New banking rules may lead to consolidation

Experts believe the adoption of Basel III in Russia may spark a wave of consolidation as owners of small and mid-sized banks sell out rather than face up to the new rules. Source: PhotoXPress

Experts believe the adoption of Basel III in Russia may spark a wave of consolidation as owners of small and mid-sized banks sell out rather than face up to the new rules. Source: PhotoXPress

The introduction of Basel III requirements may trigger consolidation among Russian banks as small and mid-size players race to comply with the new rules. The change could also give foreign banks a new entryway into the country.

Vladimir Klimov, owner of a small bank in the Urals, has been wrestling over the fate of his business all year. By law, on January 1, 2014, Russian lenders must adopt Basel III international standards. To comply, Mr. Klimov’s bank must raise additional capital he doesn’t have.

The aspiring young banker says he’s exhausted all but two options: either sell the bank to a deep-pocketed investor for little more than the value of its capital, or sell his customer base and return his banking license to the Central Bank. “The sale will be the lesser of two evils,” sighs Mr. Klimov.

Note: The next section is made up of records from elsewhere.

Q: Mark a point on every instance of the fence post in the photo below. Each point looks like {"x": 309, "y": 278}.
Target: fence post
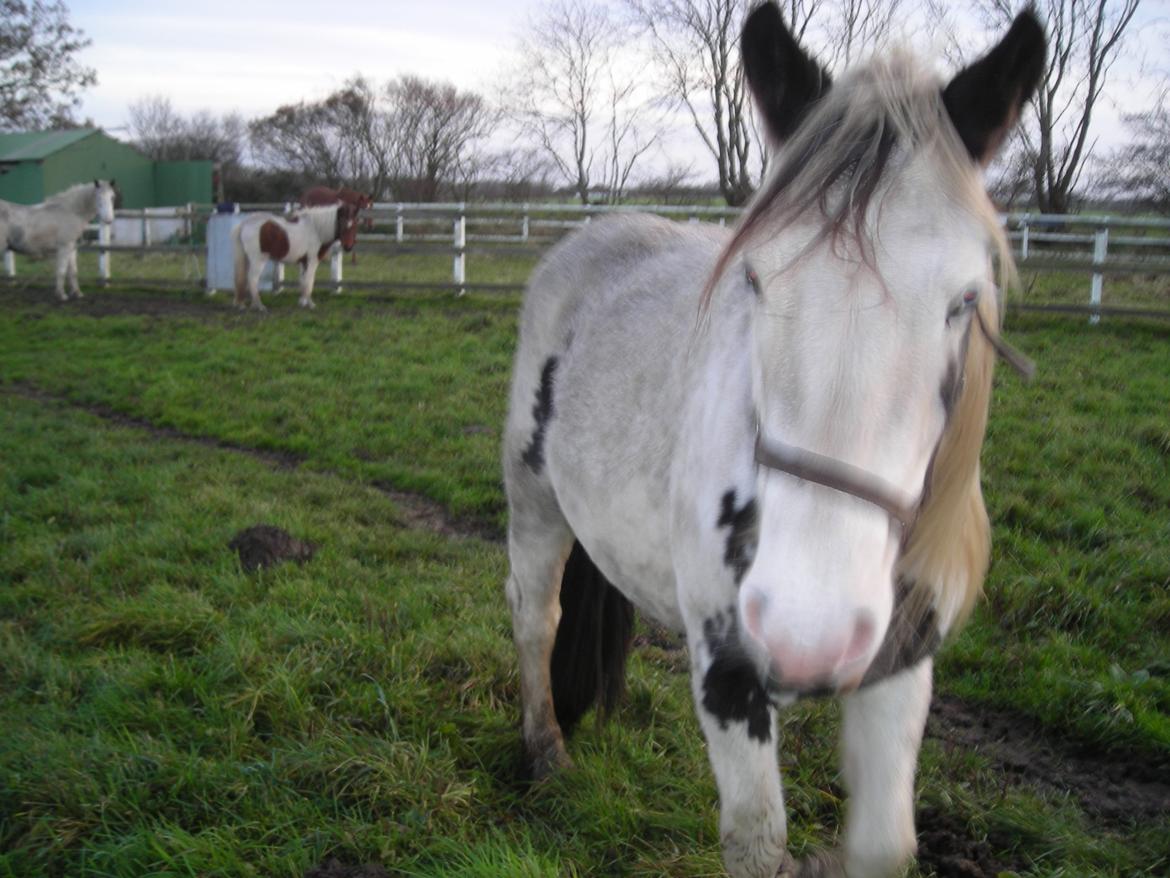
{"x": 1100, "y": 248}
{"x": 103, "y": 255}
{"x": 460, "y": 265}
{"x": 335, "y": 268}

The adoption of Basel III in Russia, intended to increase transparency and head off potential future banking crises by forcing lenders raise capital ratios, may spark a wave of consolidation as owners of small and mid-sized banks sell out rather than face up to the new rules, according to Mikhail Kuzmin, executive director of the Center for Economic Research at Synergy University.

The change may also create a new opportunity for foreign banks to snap up new assets in Russia, analysts said.

“Many small and medium-sized banks are not ready for this transition,” said Viktor Chetverikov, general director of the National Rating Agency. “They lend to borrowers and projects that are of poor quality, unlike the major banks that enjoy cheap funding and lending rates.”

After the collapse of the Soviet Union, small banks sprung up in Russia like mushrooms and foreign banks raced to enter the country with varying degrees of success.

Today, while many of the smaller players persist, the scene is dominated by two domestic giants. Sberbank, a revitalized incarnation of the Soviet Union’s national savings bank, accounts for almost half of the country’s retail deposits. VTB24, the former Soviet foreign trade bank, has about 7.3 percent of the country’s retail deposits, and has made significant moves into investment banking.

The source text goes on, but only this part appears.